To address the challenge, Solla partnered with Metalandes S.A.S. and installed the MES Interface IT e-F@ctory module for data management from Mitsubishi Electric Automation.
Solla produces hundreds of varieties of animal feed products for farmers and distributors, specializing in foods for household pets, horses, livestock, broiler chickens, pigs and cattle. The company has seven plants in Colombia with plans to expand into new areas such as Peru and Ecuador.
Raw materials are transported into silos for storage, after which sections of machinery are used to dose, grind and mix the material before it is palletized and packaged for distribution. Industrial automation equipment has always played a key role in successfully managing recipes, providing weight control, and handling conveyor distribution and safety.
Solla had already implemented various technologies from Mitsubishi Electric such as human machine interfaces, industrial control networks, and analog and digital control elements including Mitsubishi’s iQ Platform PLC. (The iQ system is capable of integrating, PLC, motion, CNC and robot control onto a single backplane.)
With the help of Metalandes, a system integration services company with clients throughout Medellín, Solla installed the new MES Interface IT module. This enabled bi-directional data communication between the plant floor and the SAP ERP system. Metalandes also installed additional software known as Admin Planta, which is used to manage information related to metering systems, grinding and bagging, says Jhonier Jiménez, Metalandes technical manager.
Production doubles
The new system for data management optimized production management at Solla. It helped increase Solla’s productivity from 12,000 tons of feed per month to 20,000 tons per month, almost doubling the production capacity. It also improved Solla’s internal operations by providing a 75 percent reduction in data entry time, and a 17 percent reduction in Work In Process (WIP).

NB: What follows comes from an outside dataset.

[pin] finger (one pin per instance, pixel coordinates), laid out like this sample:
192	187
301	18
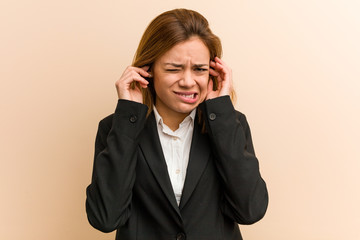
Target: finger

The MES Interface IT is an industrial-hardened, rack-mounted module that resides in the iQ Platform automation system. It is running a program that allows the control environment to be event-driven, to poll for data at a particular time interval. At Solla, it looks for events to take place in the control system. Once that event takes place, action can be taken, such as logging a group of data to a particular database or to a table for IT to review and evaluate.
The module is monitoring either the local sequence CPU or remote CPUs for events. It can be a PLC register equaling some value, or it can be a bit being turned on or off, meaning that you’re at the end of a production run. It also can be a time-based event. The module can then aggregate a group of data, macro process it (perform mathematics and combine some standard deviations), then send that useful information up to a consuming application, typically a database.

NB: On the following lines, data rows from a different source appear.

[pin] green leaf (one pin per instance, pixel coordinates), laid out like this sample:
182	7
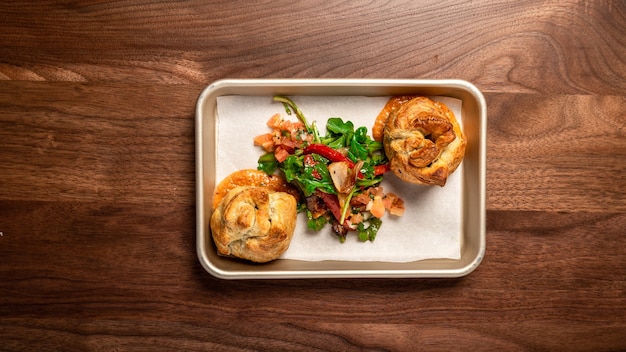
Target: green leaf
315	224
267	163
369	233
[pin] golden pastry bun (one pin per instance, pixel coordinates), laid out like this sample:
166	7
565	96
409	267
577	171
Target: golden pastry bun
254	223
423	142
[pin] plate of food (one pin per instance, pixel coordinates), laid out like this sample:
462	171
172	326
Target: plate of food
340	178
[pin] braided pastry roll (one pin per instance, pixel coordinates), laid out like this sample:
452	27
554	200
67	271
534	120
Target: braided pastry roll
254	223
423	141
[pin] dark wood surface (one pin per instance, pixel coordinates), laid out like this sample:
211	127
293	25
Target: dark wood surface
97	208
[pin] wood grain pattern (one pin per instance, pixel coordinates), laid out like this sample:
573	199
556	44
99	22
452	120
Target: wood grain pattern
97	208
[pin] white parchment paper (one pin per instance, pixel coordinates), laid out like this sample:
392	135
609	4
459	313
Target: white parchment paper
431	224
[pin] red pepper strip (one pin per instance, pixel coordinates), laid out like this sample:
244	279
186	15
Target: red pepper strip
381	169
333	155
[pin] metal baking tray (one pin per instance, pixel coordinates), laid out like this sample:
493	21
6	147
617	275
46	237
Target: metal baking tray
474	117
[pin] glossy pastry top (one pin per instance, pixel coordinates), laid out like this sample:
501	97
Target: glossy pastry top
423	141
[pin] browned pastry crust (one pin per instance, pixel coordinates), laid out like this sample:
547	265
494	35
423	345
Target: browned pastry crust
423	142
252	178
254	223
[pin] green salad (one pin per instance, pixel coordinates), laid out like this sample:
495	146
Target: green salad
339	173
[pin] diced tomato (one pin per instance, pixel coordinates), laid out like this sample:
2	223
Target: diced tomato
275	121
281	154
377	208
361	199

A second way it works is to listen for requests from the IT applications. So if someone wanted to push a production schedule down to the control environment, the module can be used in that capacity as well.
Without the module, companies like Solla would need a custom application with custom communications interfaces. Typically they would use OPC, or some SCADA application to do some database interfacing. OPC would then poll the control system for data on some specified interval, like every 100 ms, which would produce lots of un-useful data that might be confusing and overwhelming.
The MES interface IT module is designed to produce actionable data that does not require a lot of data manipulation on the IT side. It’s collecting very specific data designed for what application will be consuming it. As an example, it can just retrieve and present quality metrics to the quality database, present info to the production system on whether there were any production stoppages, and tell the inventory system only the raw materials consumption.
In addition to the production improvements mentioned, Solla’s new automation equipment has helped the company improve product quality, and enabled it provide its customers with product guarantees related to consistency and quality.
Hernán Toro Botero, the general manager of the Solla plant in Bello, Colombia, said Solla offers to pay the difference whenever customers are dissatisfied with their products. “Our results are the best,” he says. “We help our customers make a profit, and continue to focus on improving the automation of our plants through using innovative technology.”